Flying the Unfriendly Skies

https://goo.gl/HCYx9q

Two Broken Chairs, One Mission

I wasn’t looking for a platform. The platform came looking for me. When I was booking my first post-injury flight in the spring of 2016, a cross-country trip from Seattle to the East Coast for United Spinal’s Roll on Capitol Hill, I had no idea what I was getting myself into.

The dream vacation I spent months planning and thousands of dollars on in travel and lodging for my girlfriend, two caregivers, and me turned into every wheelchair traveler’s worst nightmare when United Airlines damaged my head-controlled Invacare TDX so badly that I wound up spending 11 of the 14 days without it at all.

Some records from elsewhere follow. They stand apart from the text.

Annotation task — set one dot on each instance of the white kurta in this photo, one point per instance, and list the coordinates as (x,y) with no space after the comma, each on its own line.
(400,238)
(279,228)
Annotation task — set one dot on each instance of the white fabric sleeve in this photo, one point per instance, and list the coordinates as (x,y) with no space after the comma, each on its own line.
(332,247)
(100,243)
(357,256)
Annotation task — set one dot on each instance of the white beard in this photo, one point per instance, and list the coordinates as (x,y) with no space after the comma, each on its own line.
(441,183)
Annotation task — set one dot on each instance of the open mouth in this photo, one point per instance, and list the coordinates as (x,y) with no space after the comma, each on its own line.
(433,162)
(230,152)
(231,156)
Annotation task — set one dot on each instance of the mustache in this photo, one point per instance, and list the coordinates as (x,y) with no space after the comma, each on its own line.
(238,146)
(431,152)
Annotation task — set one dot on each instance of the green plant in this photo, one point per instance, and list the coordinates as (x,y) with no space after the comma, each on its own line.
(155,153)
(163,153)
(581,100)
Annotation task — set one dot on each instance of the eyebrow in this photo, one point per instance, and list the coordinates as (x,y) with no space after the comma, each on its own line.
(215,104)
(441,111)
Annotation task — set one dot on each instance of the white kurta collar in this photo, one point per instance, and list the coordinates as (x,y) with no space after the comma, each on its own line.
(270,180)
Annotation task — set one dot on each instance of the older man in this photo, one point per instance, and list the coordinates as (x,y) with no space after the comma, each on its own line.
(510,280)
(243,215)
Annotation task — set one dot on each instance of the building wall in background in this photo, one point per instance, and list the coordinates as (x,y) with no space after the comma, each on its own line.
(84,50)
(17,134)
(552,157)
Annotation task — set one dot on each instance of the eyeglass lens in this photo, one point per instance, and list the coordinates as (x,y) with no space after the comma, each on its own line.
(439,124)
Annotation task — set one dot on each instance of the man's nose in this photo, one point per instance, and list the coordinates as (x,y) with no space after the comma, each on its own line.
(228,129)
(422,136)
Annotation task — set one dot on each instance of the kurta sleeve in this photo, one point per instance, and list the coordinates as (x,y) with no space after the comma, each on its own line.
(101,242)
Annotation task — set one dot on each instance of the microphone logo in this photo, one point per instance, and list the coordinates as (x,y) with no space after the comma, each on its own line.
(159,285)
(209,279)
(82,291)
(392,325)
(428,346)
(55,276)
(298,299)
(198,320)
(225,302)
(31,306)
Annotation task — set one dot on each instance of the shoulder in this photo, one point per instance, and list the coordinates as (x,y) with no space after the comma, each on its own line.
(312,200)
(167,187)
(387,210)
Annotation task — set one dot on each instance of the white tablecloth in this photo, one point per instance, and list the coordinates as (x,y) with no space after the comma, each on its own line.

Not even one calendar year later, Alaska Airlines caused $16,000 in damage to another wheelchair on my way back from ROCH 2017. Once is a case of bad luck. Twice is the universe revealing your path. Having two wheelchairs destroyed by two different airlines in the span of a year has a way of thrusting you into a bit of reluctant advocacy with a lot of questions that need answers.

How is it that in the year 2017, in the age of one-day Amazon Prime delivery of damn near anything you desire, a full 27 years since the passage of the Americans with Disabilities Act, that airplanes in America are not wheelchair accessible? Why is it so hard to transport wheelchairs safely? What kind of recourse does someone like me have to hold the airlines accountable when they break what are essentially my legs? What is being done to address what seems to be a systemic issue within the industry?

To answer those questions, I tried to finagle my way behind the curtain of the airline industry, chat with wheelchair travelers with far more expertise than my own, and take a look back more than three decades to see where this pattern of negligence began and what, if anything, is being done to address it.